Skeleton clocks and watches have been popular for centuries. The painstaking process of skeletonization involves reducing the framework – the plates, bridges and bars, as well as the dial – and the mechanical parts – mainly the wheel train – to a minimum by removing metal that is not a functional or structural requirement. The result is an unimpeded view of the watch’s inner workings and its many parts. In the case of DBG Skeleton, it reveals exquisite artistic detail, from the blued screws to the Côtes de Genève stripes and satin finish running across the bridges and edges of the dial.
A masterpiece of perfect symmetry, the DBG Skeleton features two separate time displays, each driven by its own barrel and gear train with its own escapement and balance, now entirely visible thanks to its openworked execution.
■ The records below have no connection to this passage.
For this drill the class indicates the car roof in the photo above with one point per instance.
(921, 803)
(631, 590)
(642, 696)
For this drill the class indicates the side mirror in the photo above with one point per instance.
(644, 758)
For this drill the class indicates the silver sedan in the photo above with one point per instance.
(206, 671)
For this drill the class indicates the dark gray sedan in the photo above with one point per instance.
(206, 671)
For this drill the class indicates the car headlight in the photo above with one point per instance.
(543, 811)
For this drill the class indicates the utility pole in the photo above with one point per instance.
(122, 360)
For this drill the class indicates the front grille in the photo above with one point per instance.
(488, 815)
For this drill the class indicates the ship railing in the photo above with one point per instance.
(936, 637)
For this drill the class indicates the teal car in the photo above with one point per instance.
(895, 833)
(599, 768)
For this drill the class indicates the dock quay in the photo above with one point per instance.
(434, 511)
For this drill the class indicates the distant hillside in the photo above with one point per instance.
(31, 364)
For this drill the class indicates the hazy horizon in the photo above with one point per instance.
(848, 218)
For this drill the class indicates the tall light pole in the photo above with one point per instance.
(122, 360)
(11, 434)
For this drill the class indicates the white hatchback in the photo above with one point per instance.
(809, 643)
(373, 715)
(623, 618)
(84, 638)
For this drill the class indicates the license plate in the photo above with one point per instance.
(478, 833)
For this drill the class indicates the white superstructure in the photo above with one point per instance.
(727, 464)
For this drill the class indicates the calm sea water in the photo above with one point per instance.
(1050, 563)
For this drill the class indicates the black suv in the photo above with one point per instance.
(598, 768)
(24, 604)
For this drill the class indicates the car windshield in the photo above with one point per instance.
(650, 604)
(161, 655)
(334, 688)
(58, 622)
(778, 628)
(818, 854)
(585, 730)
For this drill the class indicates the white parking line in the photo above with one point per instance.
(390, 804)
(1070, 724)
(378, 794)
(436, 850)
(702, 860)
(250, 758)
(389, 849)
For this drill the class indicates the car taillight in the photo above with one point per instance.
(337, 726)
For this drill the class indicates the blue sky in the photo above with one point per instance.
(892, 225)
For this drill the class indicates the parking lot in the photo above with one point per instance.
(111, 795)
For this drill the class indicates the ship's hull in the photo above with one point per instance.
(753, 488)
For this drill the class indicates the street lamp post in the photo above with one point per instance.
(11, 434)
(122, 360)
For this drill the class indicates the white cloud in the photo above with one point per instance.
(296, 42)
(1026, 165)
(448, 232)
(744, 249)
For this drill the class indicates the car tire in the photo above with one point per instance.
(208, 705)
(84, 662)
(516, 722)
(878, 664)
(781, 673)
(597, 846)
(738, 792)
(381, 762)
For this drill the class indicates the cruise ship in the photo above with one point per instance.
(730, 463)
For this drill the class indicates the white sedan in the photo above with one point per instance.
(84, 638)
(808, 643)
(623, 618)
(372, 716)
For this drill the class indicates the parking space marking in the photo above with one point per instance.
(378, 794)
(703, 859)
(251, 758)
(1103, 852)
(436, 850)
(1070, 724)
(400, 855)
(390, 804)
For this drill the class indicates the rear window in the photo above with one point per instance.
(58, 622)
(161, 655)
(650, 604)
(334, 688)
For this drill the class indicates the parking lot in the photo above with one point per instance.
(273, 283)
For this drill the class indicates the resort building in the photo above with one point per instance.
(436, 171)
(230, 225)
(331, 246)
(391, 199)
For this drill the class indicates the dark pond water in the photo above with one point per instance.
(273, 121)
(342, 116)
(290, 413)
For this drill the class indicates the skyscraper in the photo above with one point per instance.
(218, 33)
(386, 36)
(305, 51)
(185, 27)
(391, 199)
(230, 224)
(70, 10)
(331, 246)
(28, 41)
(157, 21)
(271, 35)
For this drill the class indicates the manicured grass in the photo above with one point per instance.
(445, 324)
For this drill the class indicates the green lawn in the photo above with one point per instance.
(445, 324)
This highly unusual technical specification permits the two displays to be set independently of each other. Although it is a standard feature of watches displaying two or more time zones for the hour hands to be set to different times, being able to set the minute hand as well opens up other possibilities.
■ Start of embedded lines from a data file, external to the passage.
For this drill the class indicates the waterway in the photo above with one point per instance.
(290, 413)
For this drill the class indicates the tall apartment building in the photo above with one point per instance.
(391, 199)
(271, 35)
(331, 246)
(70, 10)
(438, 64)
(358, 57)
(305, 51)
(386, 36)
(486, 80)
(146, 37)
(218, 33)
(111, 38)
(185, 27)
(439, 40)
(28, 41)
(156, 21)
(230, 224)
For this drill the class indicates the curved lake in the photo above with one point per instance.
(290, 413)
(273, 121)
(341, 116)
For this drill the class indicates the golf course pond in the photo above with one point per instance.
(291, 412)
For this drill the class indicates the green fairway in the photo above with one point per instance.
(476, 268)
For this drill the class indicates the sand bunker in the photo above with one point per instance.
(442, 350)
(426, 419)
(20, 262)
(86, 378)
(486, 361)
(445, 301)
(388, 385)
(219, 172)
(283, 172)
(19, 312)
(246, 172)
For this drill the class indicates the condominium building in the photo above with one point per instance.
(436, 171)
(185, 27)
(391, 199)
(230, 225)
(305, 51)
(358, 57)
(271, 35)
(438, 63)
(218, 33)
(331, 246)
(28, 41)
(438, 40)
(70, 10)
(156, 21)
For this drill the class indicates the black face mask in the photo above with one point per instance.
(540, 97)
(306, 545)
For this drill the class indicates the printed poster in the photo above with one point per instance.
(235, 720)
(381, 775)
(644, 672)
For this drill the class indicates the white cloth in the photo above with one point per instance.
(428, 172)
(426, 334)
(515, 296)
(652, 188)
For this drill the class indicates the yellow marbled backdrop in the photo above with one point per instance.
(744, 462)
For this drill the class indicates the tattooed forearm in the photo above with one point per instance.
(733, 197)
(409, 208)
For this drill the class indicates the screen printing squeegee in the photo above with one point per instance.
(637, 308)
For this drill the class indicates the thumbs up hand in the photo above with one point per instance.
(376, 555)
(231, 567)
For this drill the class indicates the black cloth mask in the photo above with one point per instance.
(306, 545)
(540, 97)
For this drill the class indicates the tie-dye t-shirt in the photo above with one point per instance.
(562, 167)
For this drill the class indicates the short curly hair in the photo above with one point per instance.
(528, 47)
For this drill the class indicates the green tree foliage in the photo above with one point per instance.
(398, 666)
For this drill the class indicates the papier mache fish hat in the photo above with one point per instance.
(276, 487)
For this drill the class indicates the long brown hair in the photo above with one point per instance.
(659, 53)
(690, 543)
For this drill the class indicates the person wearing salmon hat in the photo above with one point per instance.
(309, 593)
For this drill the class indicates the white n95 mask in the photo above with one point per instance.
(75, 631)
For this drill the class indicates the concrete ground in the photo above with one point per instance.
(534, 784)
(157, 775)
It means, for instance, that the display can be set to show the precise time in zones that differ from Greenwich Mean Time by a fraction of an hour, such as a quarter or a half. In addition, a subdial at 12 o’clock shows the equation of the two time zones on a 24-hour basis. This enables the wearer to see the time difference between the two zones and also to ascertain whether it is day or night in the second zone. Both time zones share a common permanent seconds in the shape of the long slender hand emanating from the centre of the dial.
Watches with a double barrel and escapement have a tradition going back many years in horology but are rarely found today. Historically referred to as a “captain’s watch”, the principle is ideally suited to the Arnold & Son’s instrument line because a separate barrel/gear train and balance/escapement enable the watch to house different complications without having one influencing the accuracy of the other by draining its energy. It is therefore perfectly adapted to be used for a second time zone, as in the DBG Skeleton.
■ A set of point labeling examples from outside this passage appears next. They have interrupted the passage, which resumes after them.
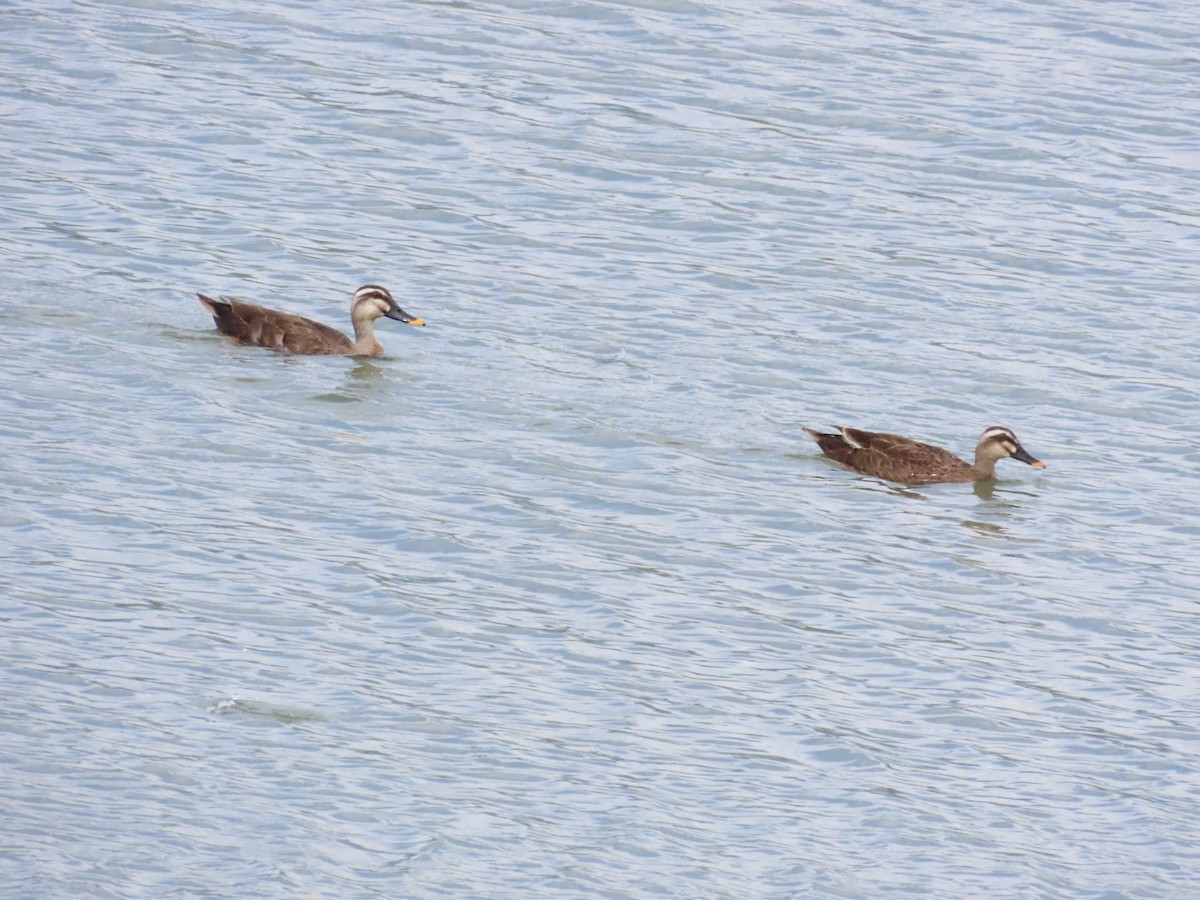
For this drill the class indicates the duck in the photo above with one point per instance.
(893, 457)
(261, 327)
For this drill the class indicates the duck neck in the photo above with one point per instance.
(984, 463)
(365, 343)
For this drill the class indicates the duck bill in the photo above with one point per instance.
(395, 312)
(1024, 456)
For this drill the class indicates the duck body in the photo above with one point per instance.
(894, 457)
(261, 327)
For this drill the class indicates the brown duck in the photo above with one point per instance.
(895, 459)
(247, 323)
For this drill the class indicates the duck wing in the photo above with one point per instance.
(893, 457)
(252, 324)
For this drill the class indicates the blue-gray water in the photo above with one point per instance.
(557, 599)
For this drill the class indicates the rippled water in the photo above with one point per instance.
(557, 598)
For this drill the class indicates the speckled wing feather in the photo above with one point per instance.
(249, 323)
(893, 457)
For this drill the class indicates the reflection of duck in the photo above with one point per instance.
(247, 323)
(910, 462)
No less impressive than the watch’s technical features is its aesthetic appeal, and in particular its symmetry, which is largely determined by the positioning of the elements in the dual movement, visible from both sides of the watch. The entire movement was designed so as to enhance its visual appeal when skeletonized.
The view from the back reveals a pleasingly balanced arrangement of open bridges, barrels and gear trains. From the front, and highlighted against a backdrop of Côtes de Genève stripes on the lower half of the dial, are two triple-armed balances secured in position by the two balance cocks, which face one another and fuse together to create a circle. The open dials featuring Arabic numerals for one time zone and Roman numerals for the other are made of “smoked” metal-treated sapphire crystals, allowing both transparency as well as legibility. Completing the overall sense of balance are the two crowns, one in the conventional position at 3 o’clock, the other at 9. The two mainsprings are both wound using the crown on the right. However, the time in each of the two selected time zones is set using its own crown, which ensures that neither of the zones is moved or changed inadvertently. The time zone on the left is set using the crown at 9 o’clock and the time zone on the right by the crown at 3 o’clock.
The DBG Skeleton is available in a Limited Edition of 30 timepieces.